Beyond External Monitors: Enhancing Transparency of Large Language Models for Easier Monitoring
Guanxu Chen, Dongrui Liu, Tao Luo, Lijie Hu, Jing Shao
TL;DR
This work addresses the opacity of large language models by introducing TELLME, an internal transparency mechanism that disentangles behavior-related representations to ease monitoring without external modules. It combines a contrastive disentanglement loss with a retain loss to preserve general capabilities, forming a balanced objective. A theoretical analysis based on optimal transport links reduced within-class variance and better inter-class separation to improved generalization, while extensive experiments across math, knowledge, and safety tasks and multiple LLMs validate disentanglement through multiple metrics. Case studies in safety risk monitoring and detoxification demonstrate tangible gains in monitoring reliability and safety performance, including notable improvements when integrated with supervised fine-tuning.
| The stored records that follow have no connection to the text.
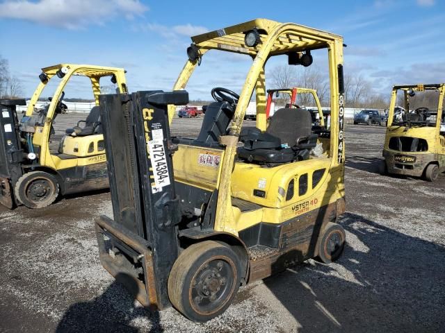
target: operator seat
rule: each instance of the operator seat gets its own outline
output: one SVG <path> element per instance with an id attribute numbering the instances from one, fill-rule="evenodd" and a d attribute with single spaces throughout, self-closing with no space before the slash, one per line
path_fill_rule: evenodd
<path id="1" fill-rule="evenodd" d="M 85 123 L 85 126 L 80 127 L 81 123 Z M 102 134 L 102 125 L 100 122 L 100 109 L 99 106 L 93 106 L 86 120 L 79 120 L 77 126 L 72 128 L 67 128 L 67 135 L 73 137 L 85 137 L 92 134 Z"/>
<path id="2" fill-rule="evenodd" d="M 280 109 L 270 119 L 266 132 L 258 128 L 241 131 L 244 146 L 238 148 L 238 157 L 259 164 L 307 160 L 318 137 L 312 133 L 312 127 L 311 114 L 307 110 Z"/>
<path id="3" fill-rule="evenodd" d="M 228 102 L 213 102 L 206 108 L 200 135 L 195 139 L 185 137 L 172 137 L 175 144 L 189 144 L 206 147 L 220 147 L 218 140 L 225 135 L 235 112 L 235 105 Z"/>

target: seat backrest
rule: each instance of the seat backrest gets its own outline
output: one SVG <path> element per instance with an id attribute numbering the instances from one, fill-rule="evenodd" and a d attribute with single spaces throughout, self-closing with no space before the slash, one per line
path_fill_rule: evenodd
<path id="1" fill-rule="evenodd" d="M 88 117 L 85 121 L 85 127 L 92 126 L 95 123 L 100 121 L 100 109 L 98 105 L 93 106 Z"/>
<path id="2" fill-rule="evenodd" d="M 197 143 L 218 142 L 226 130 L 234 115 L 234 108 L 227 102 L 213 102 L 209 104 L 204 114 Z"/>
<path id="3" fill-rule="evenodd" d="M 266 133 L 281 139 L 282 144 L 295 146 L 299 139 L 311 135 L 311 113 L 306 109 L 282 108 L 270 119 Z"/>

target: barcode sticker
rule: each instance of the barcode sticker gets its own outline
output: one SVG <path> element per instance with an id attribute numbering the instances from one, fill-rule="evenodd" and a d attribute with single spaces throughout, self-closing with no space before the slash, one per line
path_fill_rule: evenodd
<path id="1" fill-rule="evenodd" d="M 148 149 L 152 160 L 154 186 L 152 187 L 152 192 L 162 191 L 162 188 L 170 185 L 167 157 L 164 150 L 163 134 L 162 129 L 152 131 L 153 139 L 147 142 Z"/>

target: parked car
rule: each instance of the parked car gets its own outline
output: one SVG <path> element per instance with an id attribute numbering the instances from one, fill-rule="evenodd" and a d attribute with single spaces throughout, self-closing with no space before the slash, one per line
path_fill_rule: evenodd
<path id="1" fill-rule="evenodd" d="M 376 110 L 362 110 L 359 113 L 354 115 L 354 125 L 357 123 L 378 123 L 380 126 L 385 126 L 385 117 L 380 116 Z"/>
<path id="2" fill-rule="evenodd" d="M 179 118 L 191 118 L 192 117 L 197 117 L 200 114 L 202 114 L 202 110 L 197 110 L 196 106 L 186 106 L 178 111 L 178 117 Z"/>

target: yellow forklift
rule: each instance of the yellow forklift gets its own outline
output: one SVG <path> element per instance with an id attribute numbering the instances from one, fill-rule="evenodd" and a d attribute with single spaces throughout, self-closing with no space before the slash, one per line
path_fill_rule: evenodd
<path id="1" fill-rule="evenodd" d="M 445 172 L 445 83 L 393 87 L 383 148 L 383 173 L 423 177 Z M 401 95 L 404 110 L 396 104 Z M 400 111 L 403 110 L 403 111 Z"/>
<path id="2" fill-rule="evenodd" d="M 259 19 L 192 42 L 172 92 L 101 96 L 114 217 L 95 225 L 102 264 L 142 305 L 172 305 L 206 321 L 241 284 L 309 258 L 330 263 L 343 250 L 336 223 L 345 212 L 343 39 Z M 311 51 L 323 49 L 330 129 L 314 133 L 309 112 L 295 108 L 277 110 L 268 126 L 267 60 L 309 66 Z M 175 105 L 188 103 L 187 82 L 208 51 L 253 59 L 243 89 L 211 89 L 197 137 L 172 137 Z M 257 127 L 242 130 L 254 91 Z"/>
<path id="3" fill-rule="evenodd" d="M 63 89 L 73 76 L 90 78 L 96 106 L 85 121 L 67 128 L 58 147 L 53 148 L 53 123 L 58 114 L 66 111 Z M 40 208 L 51 205 L 59 192 L 65 195 L 108 187 L 98 106 L 101 79 L 106 77 L 119 92 L 127 92 L 123 69 L 60 64 L 42 69 L 40 83 L 19 121 L 16 105 L 26 105 L 24 100 L 0 100 L 1 203 L 9 208 L 18 204 Z M 35 114 L 44 89 L 50 80 L 57 80 L 50 103 Z"/>

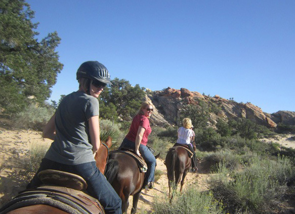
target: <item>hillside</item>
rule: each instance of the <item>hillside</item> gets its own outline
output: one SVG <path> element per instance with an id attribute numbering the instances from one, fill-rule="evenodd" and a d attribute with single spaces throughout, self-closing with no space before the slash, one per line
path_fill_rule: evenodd
<path id="1" fill-rule="evenodd" d="M 218 118 L 225 121 L 245 118 L 271 128 L 275 128 L 279 123 L 295 125 L 295 112 L 280 111 L 273 114 L 266 113 L 250 102 L 238 103 L 218 95 L 210 97 L 183 88 L 175 89 L 168 87 L 162 91 L 151 91 L 146 99 L 154 105 L 156 110 L 152 119 L 154 124 L 160 125 L 167 123 L 180 125 L 178 122 L 182 112 L 189 104 L 206 105 L 210 109 L 209 122 L 213 126 Z"/>

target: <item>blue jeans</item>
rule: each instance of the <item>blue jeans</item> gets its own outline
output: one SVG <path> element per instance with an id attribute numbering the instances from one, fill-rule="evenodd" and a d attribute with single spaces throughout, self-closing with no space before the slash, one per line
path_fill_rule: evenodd
<path id="1" fill-rule="evenodd" d="M 126 138 L 124 138 L 119 148 L 128 147 L 135 150 L 135 142 Z M 144 183 L 155 181 L 155 168 L 156 168 L 156 158 L 147 147 L 141 144 L 139 145 L 139 152 L 145 161 L 148 169 L 146 172 Z"/>
<path id="2" fill-rule="evenodd" d="M 58 163 L 47 158 L 42 159 L 40 168 L 27 188 L 38 187 L 41 184 L 38 173 L 45 169 L 55 169 L 80 175 L 87 183 L 87 191 L 97 198 L 107 213 L 121 213 L 122 201 L 104 175 L 96 167 L 95 161 L 75 165 Z"/>

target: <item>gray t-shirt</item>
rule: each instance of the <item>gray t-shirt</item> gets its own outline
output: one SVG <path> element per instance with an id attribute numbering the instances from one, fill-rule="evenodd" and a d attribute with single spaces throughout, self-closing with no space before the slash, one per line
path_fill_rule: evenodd
<path id="1" fill-rule="evenodd" d="M 95 161 L 88 120 L 97 115 L 99 104 L 95 97 L 81 91 L 66 96 L 56 111 L 56 135 L 45 158 L 71 165 Z"/>

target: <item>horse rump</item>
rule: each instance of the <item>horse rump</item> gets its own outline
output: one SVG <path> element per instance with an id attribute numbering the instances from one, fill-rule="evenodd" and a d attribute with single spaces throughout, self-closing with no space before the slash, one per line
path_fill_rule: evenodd
<path id="1" fill-rule="evenodd" d="M 107 180 L 110 184 L 112 184 L 116 177 L 119 169 L 118 161 L 115 159 L 109 159 L 106 167 L 104 173 Z"/>

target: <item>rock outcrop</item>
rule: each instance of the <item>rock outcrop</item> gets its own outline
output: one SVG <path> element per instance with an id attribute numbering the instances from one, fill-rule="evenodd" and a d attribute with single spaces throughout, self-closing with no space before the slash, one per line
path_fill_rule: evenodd
<path id="1" fill-rule="evenodd" d="M 276 127 L 278 123 L 295 125 L 294 112 L 280 111 L 270 114 L 263 112 L 261 108 L 250 102 L 237 103 L 221 98 L 218 95 L 210 97 L 184 88 L 178 90 L 168 87 L 163 91 L 156 91 L 153 95 L 147 96 L 146 99 L 150 100 L 155 106 L 155 111 L 151 119 L 156 125 L 177 125 L 177 122 L 179 121 L 178 119 L 185 105 L 198 105 L 200 101 L 207 102 L 208 105 L 214 103 L 221 109 L 222 111 L 216 114 L 210 113 L 213 123 L 217 118 L 222 118 L 225 120 L 246 118 L 270 128 Z"/>

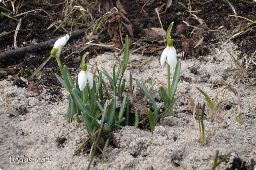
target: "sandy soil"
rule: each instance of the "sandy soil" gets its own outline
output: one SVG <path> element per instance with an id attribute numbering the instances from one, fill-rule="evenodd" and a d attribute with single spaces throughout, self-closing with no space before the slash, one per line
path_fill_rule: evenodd
<path id="1" fill-rule="evenodd" d="M 101 164 L 100 155 L 96 156 L 94 169 L 210 170 L 217 150 L 220 158 L 232 151 L 218 169 L 256 168 L 256 87 L 243 83 L 242 78 L 233 81 L 238 72 L 227 72 L 227 69 L 236 68 L 227 51 L 235 56 L 241 52 L 234 44 L 227 41 L 218 48 L 211 48 L 211 55 L 182 61 L 183 78 L 176 93 L 174 116 L 162 118 L 152 135 L 150 132 L 130 126 L 116 131 L 114 136 L 119 145 L 107 147 L 104 164 Z M 154 58 L 153 61 L 134 69 L 132 66 L 139 66 L 149 58 L 131 55 L 126 76 L 128 77 L 130 71 L 133 77 L 141 81 L 148 82 L 150 78 L 157 77 L 152 92 L 159 97 L 154 90 L 157 91 L 160 84 L 166 85 L 166 68 L 160 67 L 160 57 L 152 57 Z M 96 62 L 99 68 L 102 67 L 110 72 L 116 61 L 113 54 L 106 53 L 92 58 L 88 68 L 93 71 Z M 231 83 L 230 88 L 223 90 L 225 86 L 222 81 Z M 195 100 L 198 94 L 196 87 L 211 98 L 218 95 L 218 101 L 223 97 L 224 106 L 219 114 L 213 120 L 204 121 L 205 145 L 199 142 L 198 129 L 194 126 L 192 113 L 186 106 L 190 98 Z M 63 99 L 55 103 L 48 101 L 51 97 L 47 95 L 48 90 L 43 89 L 37 97 L 25 88 L 13 85 L 8 79 L 0 82 L 0 97 L 7 103 L 6 105 L 0 101 L 0 169 L 87 168 L 89 154 L 75 154 L 75 150 L 88 137 L 85 126 L 75 120 L 68 124 L 64 116 L 58 114 L 67 109 L 67 94 L 64 89 Z M 139 92 L 138 87 L 137 89 Z M 201 105 L 206 102 L 202 95 L 199 99 Z M 237 121 L 238 112 L 234 109 L 239 103 L 241 123 Z M 37 158 L 41 159 L 37 159 L 39 162 L 36 162 Z"/>

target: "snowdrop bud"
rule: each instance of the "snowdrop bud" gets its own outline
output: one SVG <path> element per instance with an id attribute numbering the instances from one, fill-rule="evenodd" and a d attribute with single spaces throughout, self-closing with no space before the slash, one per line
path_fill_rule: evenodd
<path id="1" fill-rule="evenodd" d="M 167 46 L 162 51 L 160 58 L 160 63 L 162 67 L 164 66 L 165 61 L 170 65 L 172 70 L 175 69 L 177 64 L 177 53 L 173 46 Z"/>
<path id="2" fill-rule="evenodd" d="M 54 44 L 53 48 L 51 51 L 51 55 L 55 55 L 57 52 L 61 49 L 61 48 L 66 45 L 66 42 L 67 42 L 69 39 L 69 36 L 67 34 L 58 39 Z"/>

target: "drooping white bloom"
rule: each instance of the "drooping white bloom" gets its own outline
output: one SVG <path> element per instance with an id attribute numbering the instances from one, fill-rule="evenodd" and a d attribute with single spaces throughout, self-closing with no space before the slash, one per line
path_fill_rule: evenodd
<path id="1" fill-rule="evenodd" d="M 79 86 L 80 90 L 82 91 L 87 85 L 87 82 L 89 84 L 90 88 L 92 89 L 94 85 L 94 81 L 93 79 L 93 75 L 90 72 L 87 71 L 85 71 L 81 70 L 78 74 L 77 77 L 78 80 L 78 85 Z"/>
<path id="2" fill-rule="evenodd" d="M 56 54 L 57 54 L 57 52 L 60 54 L 62 48 L 66 45 L 66 42 L 67 42 L 69 39 L 69 36 L 67 34 L 66 34 L 64 37 L 58 39 L 55 43 L 54 43 L 53 48 L 51 51 L 51 55 L 55 56 Z"/>
<path id="3" fill-rule="evenodd" d="M 177 53 L 175 49 L 172 46 L 170 47 L 167 46 L 162 51 L 160 59 L 160 63 L 162 67 L 164 66 L 166 60 L 172 70 L 175 69 L 177 64 Z"/>
<path id="4" fill-rule="evenodd" d="M 66 45 L 66 42 L 69 39 L 69 36 L 67 34 L 64 37 L 62 37 L 60 38 L 56 41 L 55 43 L 54 44 L 54 46 L 53 46 L 54 48 L 59 49 L 61 46 L 64 46 Z"/>

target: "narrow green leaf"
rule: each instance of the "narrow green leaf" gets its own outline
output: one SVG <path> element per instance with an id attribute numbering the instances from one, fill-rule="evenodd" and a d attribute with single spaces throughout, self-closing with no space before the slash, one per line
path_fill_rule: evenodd
<path id="1" fill-rule="evenodd" d="M 120 125 L 120 123 L 122 123 L 126 119 L 125 118 L 123 118 L 119 120 L 118 121 L 117 121 L 114 124 L 117 125 Z"/>
<path id="2" fill-rule="evenodd" d="M 136 82 L 138 84 L 138 85 L 139 86 L 139 87 L 143 91 L 143 92 L 146 94 L 146 95 L 148 96 L 149 97 L 149 99 L 150 100 L 150 101 L 151 101 L 151 103 L 152 104 L 154 108 L 154 112 L 155 115 L 155 118 L 156 118 L 158 116 L 158 107 L 157 106 L 157 103 L 156 103 L 156 101 L 155 101 L 155 98 L 154 98 L 153 96 L 150 92 L 148 90 L 147 88 L 143 86 L 142 84 L 141 84 L 139 80 L 137 79 L 136 80 Z"/>
<path id="3" fill-rule="evenodd" d="M 189 9 L 189 8 L 188 8 L 185 5 L 184 5 L 183 3 L 178 1 L 178 3 L 182 6 L 184 8 L 186 8 L 186 9 Z"/>
<path id="4" fill-rule="evenodd" d="M 205 103 L 203 104 L 202 109 L 202 114 L 201 114 L 201 126 L 202 126 L 202 144 L 204 144 L 204 125 L 203 123 L 203 116 L 204 114 L 204 109 L 205 108 Z M 198 118 L 199 119 L 199 118 Z"/>
<path id="5" fill-rule="evenodd" d="M 135 121 L 134 121 L 134 124 L 133 126 L 136 128 L 138 128 L 138 126 L 139 125 L 139 114 L 138 113 L 138 110 L 136 109 L 135 110 Z"/>
<path id="6" fill-rule="evenodd" d="M 110 110 L 109 110 L 109 113 L 108 113 L 107 118 L 107 123 L 109 125 L 110 129 L 112 129 L 112 126 L 113 123 L 114 117 L 115 116 L 115 113 L 116 111 L 116 98 L 115 97 L 114 97 L 111 101 L 111 103 L 110 104 Z"/>
<path id="7" fill-rule="evenodd" d="M 99 109 L 99 110 L 100 110 L 100 112 L 103 112 L 103 108 L 102 106 L 99 103 L 99 102 L 98 101 L 96 101 L 96 102 L 97 103 L 97 105 L 98 105 L 98 108 Z"/>
<path id="8" fill-rule="evenodd" d="M 95 118 L 94 117 L 94 115 L 92 109 L 90 107 L 90 105 L 84 104 L 83 101 L 81 98 L 79 94 L 75 91 L 74 89 L 72 89 L 71 94 L 72 97 L 73 97 L 74 101 L 76 103 L 77 107 L 80 109 L 82 112 L 86 113 L 88 119 L 90 119 L 90 121 L 91 121 L 92 120 L 94 119 Z"/>
<path id="9" fill-rule="evenodd" d="M 6 73 L 6 72 L 5 72 L 4 70 L 0 69 L 0 73 L 3 74 L 3 73 Z"/>
<path id="10" fill-rule="evenodd" d="M 104 106 L 104 109 L 103 109 L 103 113 L 102 113 L 102 116 L 101 116 L 101 124 L 103 124 L 104 123 L 104 121 L 105 119 L 105 116 L 106 116 L 106 112 L 107 112 L 107 103 L 108 103 L 108 100 L 106 100 L 106 102 L 105 102 L 105 105 Z"/>
<path id="11" fill-rule="evenodd" d="M 155 124 L 155 120 L 154 119 L 154 116 L 152 114 L 152 112 L 150 109 L 148 109 L 148 114 L 149 114 L 149 123 L 150 124 L 150 129 L 151 130 L 151 133 L 153 134 L 153 131 L 155 130 L 155 127 L 156 127 L 156 125 Z"/>
<path id="12" fill-rule="evenodd" d="M 200 119 L 200 110 L 199 109 L 199 103 L 197 104 L 197 120 L 198 121 L 199 130 L 200 133 L 202 133 L 201 128 L 201 119 Z"/>
<path id="13" fill-rule="evenodd" d="M 126 101 L 126 125 L 128 125 L 129 122 L 129 99 L 127 98 Z"/>
<path id="14" fill-rule="evenodd" d="M 174 23 L 174 22 L 172 22 L 168 27 L 168 29 L 167 29 L 166 31 L 166 40 L 169 39 L 169 36 L 171 33 L 171 31 L 172 28 L 172 25 L 173 25 L 173 23 Z"/>
<path id="15" fill-rule="evenodd" d="M 132 75 L 131 75 L 131 72 L 130 72 L 130 91 L 131 95 L 132 95 Z"/>
<path id="16" fill-rule="evenodd" d="M 174 71 L 174 74 L 173 75 L 173 79 L 171 86 L 171 96 L 170 99 L 171 101 L 174 98 L 175 96 L 175 93 L 177 89 L 177 86 L 179 83 L 179 80 L 180 79 L 180 73 L 181 71 L 181 60 L 179 59 L 177 62 L 175 71 Z"/>
<path id="17" fill-rule="evenodd" d="M 222 158 L 220 161 L 216 163 L 216 167 L 218 167 L 223 162 L 226 160 L 226 159 L 229 156 L 229 155 L 232 152 L 230 151 L 228 152 L 223 158 Z"/>
<path id="18" fill-rule="evenodd" d="M 126 85 L 126 79 L 124 78 L 122 82 L 122 84 L 119 87 L 118 89 L 118 97 L 121 97 L 123 95 L 123 92 L 124 92 L 124 90 L 125 90 L 125 87 Z"/>
<path id="19" fill-rule="evenodd" d="M 200 89 L 198 87 L 196 87 L 196 89 L 198 90 L 199 90 L 199 91 L 201 92 L 201 93 L 202 93 L 203 95 L 203 96 L 204 96 L 204 97 L 205 97 L 205 99 L 206 99 L 206 101 L 207 101 L 207 103 L 208 103 L 209 106 L 210 107 L 210 109 L 211 111 L 213 111 L 213 110 L 214 110 L 214 104 L 212 102 L 212 100 L 211 100 L 209 97 L 207 96 L 207 95 L 206 95 L 205 93 L 204 93 L 204 91 Z"/>
<path id="20" fill-rule="evenodd" d="M 112 71 L 112 77 L 113 77 L 113 81 L 114 82 L 114 85 L 116 86 L 117 80 L 118 79 L 118 77 L 116 77 L 116 64 L 114 65 L 114 67 L 113 67 L 113 71 Z"/>
<path id="21" fill-rule="evenodd" d="M 125 109 L 126 107 L 126 100 L 127 99 L 127 97 L 126 96 L 125 96 L 124 99 L 123 99 L 123 102 L 122 102 L 121 107 L 120 108 L 120 111 L 119 111 L 119 114 L 118 114 L 118 119 L 121 120 L 123 118 L 123 116 L 124 115 L 124 112 L 125 112 Z"/>
<path id="22" fill-rule="evenodd" d="M 126 41 L 125 42 L 125 54 L 124 55 L 124 67 L 122 72 L 122 74 L 124 74 L 124 73 L 126 71 L 127 65 L 128 65 L 128 61 L 129 60 L 129 37 L 128 35 L 126 37 Z"/>

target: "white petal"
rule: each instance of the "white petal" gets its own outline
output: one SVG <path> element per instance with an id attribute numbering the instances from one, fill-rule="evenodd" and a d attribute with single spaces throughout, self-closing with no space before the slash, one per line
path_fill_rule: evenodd
<path id="1" fill-rule="evenodd" d="M 170 47 L 168 50 L 167 61 L 172 70 L 175 69 L 177 64 L 177 53 L 173 46 Z"/>
<path id="2" fill-rule="evenodd" d="M 162 67 L 164 66 L 164 63 L 165 63 L 165 60 L 166 60 L 167 54 L 168 53 L 168 49 L 169 47 L 167 46 L 162 52 L 162 54 L 161 55 L 161 58 L 160 58 L 160 64 Z"/>
<path id="3" fill-rule="evenodd" d="M 87 84 L 87 76 L 86 75 L 86 72 L 81 70 L 78 74 L 77 77 L 78 80 L 78 85 L 80 91 L 82 91 L 86 87 Z"/>
<path id="4" fill-rule="evenodd" d="M 59 49 L 62 46 L 64 46 L 66 45 L 66 42 L 69 39 L 69 36 L 67 34 L 64 37 L 63 37 L 61 38 L 58 39 L 57 41 L 54 44 L 54 46 L 53 46 L 54 48 Z"/>
<path id="5" fill-rule="evenodd" d="M 86 72 L 86 75 L 87 75 L 87 80 L 88 80 L 88 83 L 89 84 L 89 87 L 91 89 L 93 88 L 94 85 L 94 80 L 93 75 L 90 73 L 89 72 Z"/>

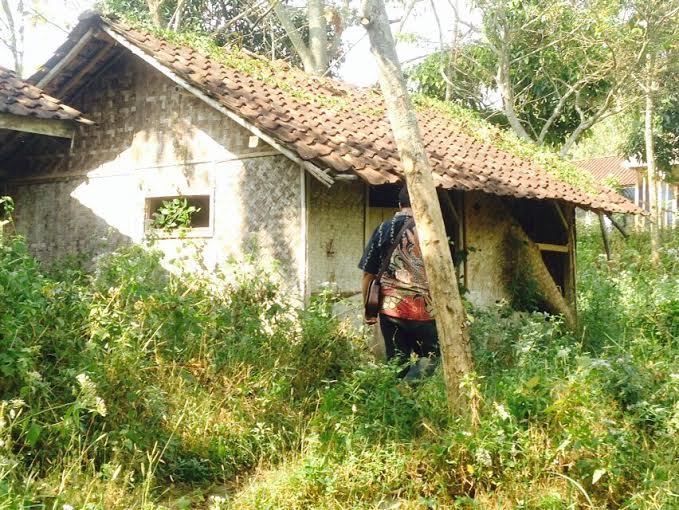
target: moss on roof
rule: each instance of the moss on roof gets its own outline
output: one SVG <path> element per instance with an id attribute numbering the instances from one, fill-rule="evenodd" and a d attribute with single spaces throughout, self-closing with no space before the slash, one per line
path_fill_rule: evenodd
<path id="1" fill-rule="evenodd" d="M 420 110 L 436 110 L 444 113 L 465 135 L 493 145 L 523 160 L 530 160 L 562 182 L 587 193 L 601 192 L 601 186 L 589 172 L 564 160 L 546 147 L 523 140 L 513 131 L 491 124 L 472 110 L 422 94 L 415 94 L 413 102 Z"/>
<path id="2" fill-rule="evenodd" d="M 193 48 L 227 67 L 246 73 L 265 83 L 275 85 L 299 100 L 337 111 L 356 108 L 355 105 L 351 104 L 344 97 L 323 94 L 321 91 L 312 94 L 308 90 L 296 85 L 294 80 L 296 73 L 291 73 L 288 64 L 280 61 L 267 60 L 240 48 L 220 46 L 208 35 L 158 29 L 148 23 L 139 22 L 134 19 L 126 19 L 125 22 L 133 28 L 145 30 L 169 44 Z M 302 71 L 299 70 L 299 73 L 302 73 Z M 332 81 L 327 78 L 326 80 Z M 414 94 L 413 102 L 418 110 L 433 109 L 443 113 L 463 134 L 480 142 L 493 145 L 520 159 L 530 160 L 566 184 L 587 193 L 598 194 L 602 191 L 601 185 L 595 181 L 589 172 L 564 160 L 548 148 L 537 146 L 519 138 L 511 130 L 491 124 L 472 110 L 462 108 L 454 103 L 426 97 L 422 94 Z M 368 116 L 381 117 L 384 115 L 382 109 L 368 108 L 364 105 L 358 108 L 361 113 Z"/>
Overall, TELLME offers a scalable, internal approach to transparency and monitoring that can enhance governance and safety as LLMs scale.
Abstract
Large language models (LLMs) are becoming increasingly capable, but the mechanisms of their thinking and decision-making process remain unclear. Chain-of-thoughts (CoTs) have been commonly utilized to monitor LLMs, but this strategy fails to accurately reflect LLMs' thinking process. Techniques based on LLMs' hidden representations provide an inner perspective to monitor their latent thinking. However, previous methods only try to develop external monitors instead of making LLMs themselves easier to monitor. In this paper, we propose a novel method TELLME, improving the transparency of LLMs and helping monitors identify unsuitable and sensitive behaviors. Furthermore, we showcase the applications of TELLME on trustworthiness tasks (\eg, safety risks monitoring tasks and detoxification tasks), where LLMs achieve consistent improvement in transparency and task performance. More crucially, we theoretically analyze the improvement of TELLME on LLMs' generalization ability through optimal transport theory.